Forget Black Friday: it’s the beginning of November that brings out the lines, at least for Aldi shoppers. In recent years, Aldi has taken to selling an assortment of Advent calendars, including wine, beer, chocolate, and even toys. The wine and beer have been the big ticket items on Advent calendar day, but the cheese is no small player, especially for those who want cheese to pair with their wines.
In 2018, Aldi sold the Happy Farms Preferred Cheese Advent Calendar. In 2019, Aldi came back with a slightly different — and arguably more sophisticated — version of the cheese calendar.
We tried it.
The Emporium Selection Imported Cheese Advent Calendar is an ALDI Find, which means it’s only in stores for a short time. The cheese calendars aren’t as sought after as the wine or beer, but they don’t tend to last long — and Aldi doesn’t replenish the supply — so if you really want one you’d be advised to get there the morning they hit shelves.
The 2019 version of the Aldi cheese calendar was $14.99, which was $3 more than the 2018 cheese calendar.
The cheese comes in a fold-over box that has slots both on the front and the inside.
The cheese calendar comes with 24 individually packaged cheeses across 8 different varieties, or 3 of each cheese per box. We were struck by the fact that there is more variety to this cheese collection than the 2018 Happy Farms version.
Of course, the idea behind the Advent calendar is to open one slot a day over the 24 days of Advent. For the purposes of this piece, though, we went ahead and put all the cheeses through the paces together. It was a lot of cheese.
Here are our snap judgments on each. Fair warning: while we do like cheese, we’re not wine people, so we’re not as qualified to talk about pairings. But here is what we found just in tasting the cheeses on their own merits.
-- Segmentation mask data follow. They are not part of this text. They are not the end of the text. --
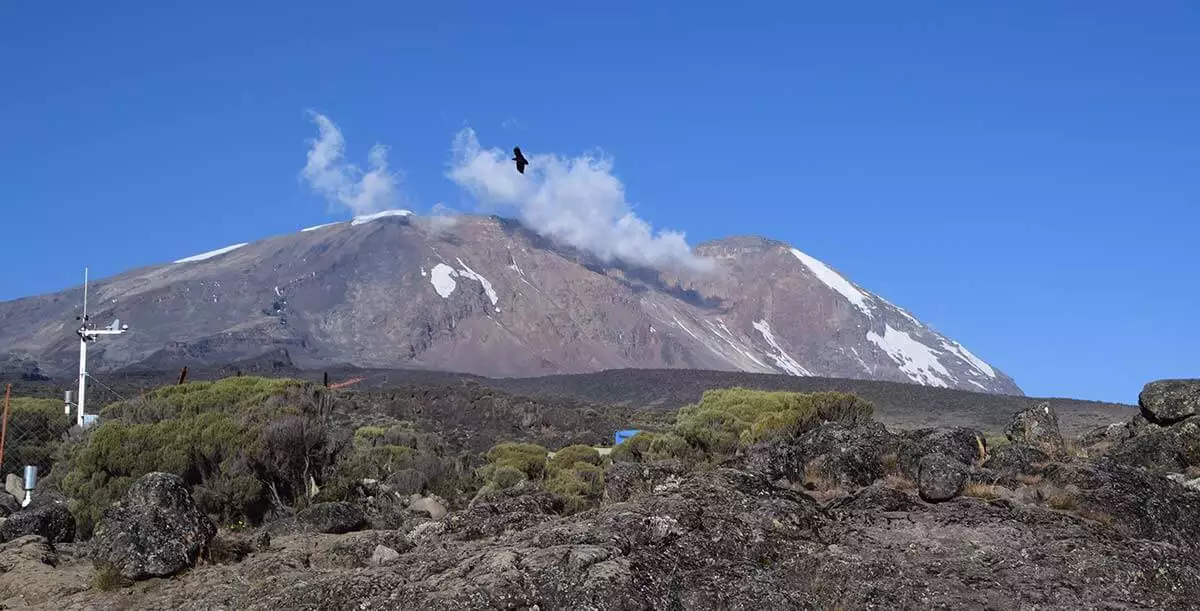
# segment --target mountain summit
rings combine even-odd
[[[131,329],[94,346],[90,364],[222,365],[284,349],[303,368],[693,368],[1022,394],[958,342],[782,242],[705,242],[695,252],[711,270],[667,272],[600,260],[508,219],[443,221],[393,210],[93,282],[92,320]],[[0,303],[0,351],[73,371],[81,303],[82,287]]]

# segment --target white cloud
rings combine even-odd
[[[367,153],[370,170],[363,172],[344,159],[342,132],[325,115],[310,112],[320,137],[311,140],[308,164],[301,176],[332,204],[341,204],[355,216],[395,207],[398,174],[388,171],[387,147],[376,144]]]
[[[438,202],[428,215],[415,217],[414,222],[426,227],[430,233],[438,234],[452,229],[458,224],[459,212]]]
[[[619,259],[656,269],[712,268],[711,259],[692,253],[683,233],[660,230],[655,235],[630,210],[625,188],[607,159],[527,153],[529,166],[520,174],[510,153],[482,149],[469,127],[455,136],[452,152],[447,174],[451,180],[482,204],[515,207],[520,220],[545,237],[604,261]]]

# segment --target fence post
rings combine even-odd
[[[12,384],[4,386],[4,423],[0,424],[0,474],[4,471],[4,442],[8,438],[8,397],[12,394]]]

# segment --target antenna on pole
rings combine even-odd
[[[101,335],[120,335],[129,330],[129,325],[122,325],[120,319],[116,319],[113,323],[103,329],[96,329],[95,325],[88,319],[87,313],[87,294],[88,294],[88,268],[83,268],[83,313],[81,316],[75,317],[80,321],[79,329],[75,334],[79,336],[79,402],[75,404],[75,424],[79,428],[86,426],[84,418],[85,395],[87,391],[87,347],[88,342],[94,342],[100,339]],[[67,405],[70,406],[70,394],[67,394]]]

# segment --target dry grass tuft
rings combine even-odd
[[[1079,506],[1079,499],[1073,494],[1063,492],[1050,495],[1047,503],[1055,509],[1070,511]]]
[[[893,490],[916,490],[917,482],[898,473],[883,478],[883,485]]]
[[[977,499],[998,499],[1001,495],[1001,488],[995,484],[980,484],[971,483],[963,490],[964,496],[975,497]]]

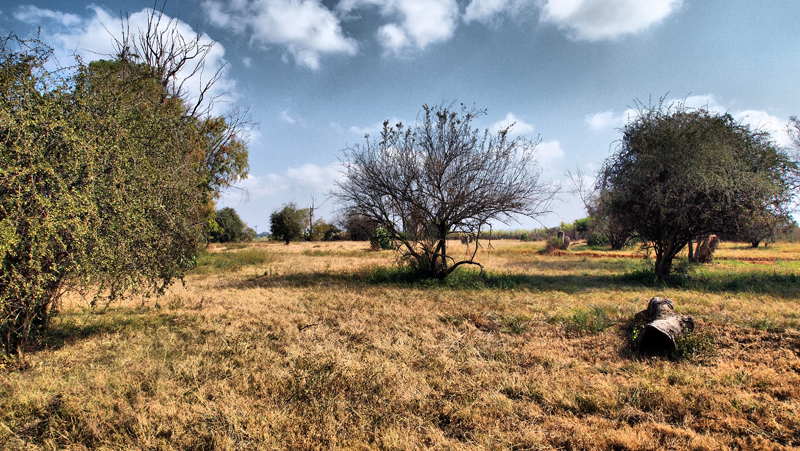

Aged cheddar: This cheese is really good. It’s a little dry, as aged cheddar usually is, but not too dry and crumbly. It’s my favorite of the bunch.
Red leicester: A solid, mild cheese with just a hint of bite.
Edam: This cheese is more mild even than the red leicester, and smoother, too. Maybe not as strong on taste as some of the others, but it still has a nice flavor.
Mild cheddar: The individual package calls it white cheddar. It’s a smoother cousin of the aged cheddar, and it’s just as good, if different.
Matured gouda: The individual package calls it simply gouda. Gouda is a unique cheese that you either like or you don’t, as the flavor is different than other cheeses. I liked it and thought it had a rich flavor.
Spicy gouda: The individual package called it hot and spicy. This hot and spicy gouda was 1) not hot, 2) not spicy, and 3) didn’t have nearly the strength of flavor as the matured gouda. It had an undertone of spice that you could taste, especially in the aftertaste, but no heat. I’m not a spicy foods type, but I thought this was a bit of a letdown.
Herbed gouda: The herbed gouda tastes … well, herby. (My daughter described it as tasting a bit like pizza.) Like the hot and spicy, it doesn’t have as much gouda flavor, although it was better received than the hot and spicy. We also couldn’t help but notice that it contains “natural flavors,” which are not all they’re cracked up to be.
Tomato and olive gouda: The individual package calls it tomato and olive. If gouda and olive oil had a baby, it might be this cheese, which is strong on the olive taste and somewhat weaker on the tomato. I liked it and thought it was more flavorful than the spicy or herbed gouda, although not everyone in my family felt the same way. Like the herbed gouda, it has natural flavors.
If you’re a cheese fan — or a wine and cheese fan — then the Aldi cheese calendar is an interesting novelty, to be sure. We liked some of the cheeses more than others, but we can’t deny that it’s a unique collection of cheeses, and a very different way to ring in the holiday season.